You also could do something wiser and proceed with caution. For instance: Are these the real Thrashers heading into next season, or are they just a tease along the way to ending next season out of the playoffs for what would be a ninth time in 10 tries as a franchise?
Don’t know. We do know that such late spurts by bad teams should be labeled suspicious until proved otherwise.
“We should have played the same way we’re playing now at the beginning of the year,” said Kovalchuk, whose team has evolved since then. Let’s start physically, with the subtractions of Erik Christensen and Jason Williams and the addition of Rich Peverley. You also had the Thrashers becoming more accustomed by the spring to the systems of John Anderson, a highly successful head coach in the minor leagues who nevertheless just finished his first season in charge of an NHL bunch.

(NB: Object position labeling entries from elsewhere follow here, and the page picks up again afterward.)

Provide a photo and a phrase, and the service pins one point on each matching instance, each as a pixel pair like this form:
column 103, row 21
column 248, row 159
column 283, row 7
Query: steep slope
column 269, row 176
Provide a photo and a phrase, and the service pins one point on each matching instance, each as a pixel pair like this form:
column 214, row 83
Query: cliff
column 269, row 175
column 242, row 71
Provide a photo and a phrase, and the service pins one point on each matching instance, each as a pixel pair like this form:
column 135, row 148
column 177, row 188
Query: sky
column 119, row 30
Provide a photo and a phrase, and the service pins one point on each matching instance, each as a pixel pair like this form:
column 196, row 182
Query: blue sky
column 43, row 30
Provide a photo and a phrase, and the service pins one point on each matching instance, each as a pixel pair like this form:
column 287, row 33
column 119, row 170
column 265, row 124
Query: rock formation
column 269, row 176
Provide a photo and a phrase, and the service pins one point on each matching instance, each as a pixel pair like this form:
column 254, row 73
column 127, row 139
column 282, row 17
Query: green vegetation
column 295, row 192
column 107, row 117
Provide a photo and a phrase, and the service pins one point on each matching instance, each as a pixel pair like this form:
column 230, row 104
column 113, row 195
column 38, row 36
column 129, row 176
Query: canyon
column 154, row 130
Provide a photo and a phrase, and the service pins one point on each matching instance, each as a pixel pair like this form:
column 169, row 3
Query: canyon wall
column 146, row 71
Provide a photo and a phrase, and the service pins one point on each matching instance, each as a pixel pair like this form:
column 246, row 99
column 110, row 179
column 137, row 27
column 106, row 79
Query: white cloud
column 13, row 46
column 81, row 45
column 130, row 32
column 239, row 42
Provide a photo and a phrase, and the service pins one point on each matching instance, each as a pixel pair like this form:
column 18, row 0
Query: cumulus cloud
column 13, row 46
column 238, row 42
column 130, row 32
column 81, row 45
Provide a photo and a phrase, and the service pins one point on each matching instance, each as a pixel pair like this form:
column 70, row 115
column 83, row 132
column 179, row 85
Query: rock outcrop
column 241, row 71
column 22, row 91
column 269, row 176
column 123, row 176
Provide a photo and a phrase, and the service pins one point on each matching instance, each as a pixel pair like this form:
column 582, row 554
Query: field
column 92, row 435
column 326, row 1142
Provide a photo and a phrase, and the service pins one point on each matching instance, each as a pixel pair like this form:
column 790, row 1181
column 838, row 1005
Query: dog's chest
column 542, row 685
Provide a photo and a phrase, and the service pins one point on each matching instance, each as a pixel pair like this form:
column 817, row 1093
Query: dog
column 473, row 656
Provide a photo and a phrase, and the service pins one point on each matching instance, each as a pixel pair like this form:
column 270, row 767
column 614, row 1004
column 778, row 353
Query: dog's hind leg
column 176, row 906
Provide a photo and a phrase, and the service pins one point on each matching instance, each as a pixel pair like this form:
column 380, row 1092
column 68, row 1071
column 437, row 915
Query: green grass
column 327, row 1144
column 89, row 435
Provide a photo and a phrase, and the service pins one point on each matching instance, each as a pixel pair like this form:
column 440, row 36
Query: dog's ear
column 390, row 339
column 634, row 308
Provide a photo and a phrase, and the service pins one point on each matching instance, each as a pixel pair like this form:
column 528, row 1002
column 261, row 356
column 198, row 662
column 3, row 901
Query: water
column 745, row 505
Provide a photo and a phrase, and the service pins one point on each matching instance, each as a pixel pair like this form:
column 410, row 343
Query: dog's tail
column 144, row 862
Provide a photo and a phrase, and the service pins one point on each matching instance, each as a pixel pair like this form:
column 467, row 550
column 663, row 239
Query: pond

Even so, Kovalchuk added more truth for a team that needs a defensive-minded defenseman and another superlative forward. Said Kovalchuk, “We need to make some changes, I think. We need to sign some good free agents and get our team really competitive for the playoffs. You see a team like Detroit. They’re competitive for the Stanley Cup. Two years ago, we made the playoffs, but we lost in the first round.”
The Thrashers were slaughtered back then in the first round. They were outscored a collective 17-6 by the New York Rangers during a sweep. But now, despite finishing 27th out 30 NHL teams, Kovalchuk claimed there is hope for those who still bother to show up to Blueland. “We have lots of young guys and lots of talent,” he said. “In a couple of years, maybe even next year, they’ll be better.”
Thus the problem with the Thrashers: It’s always “maybe” and “next year.”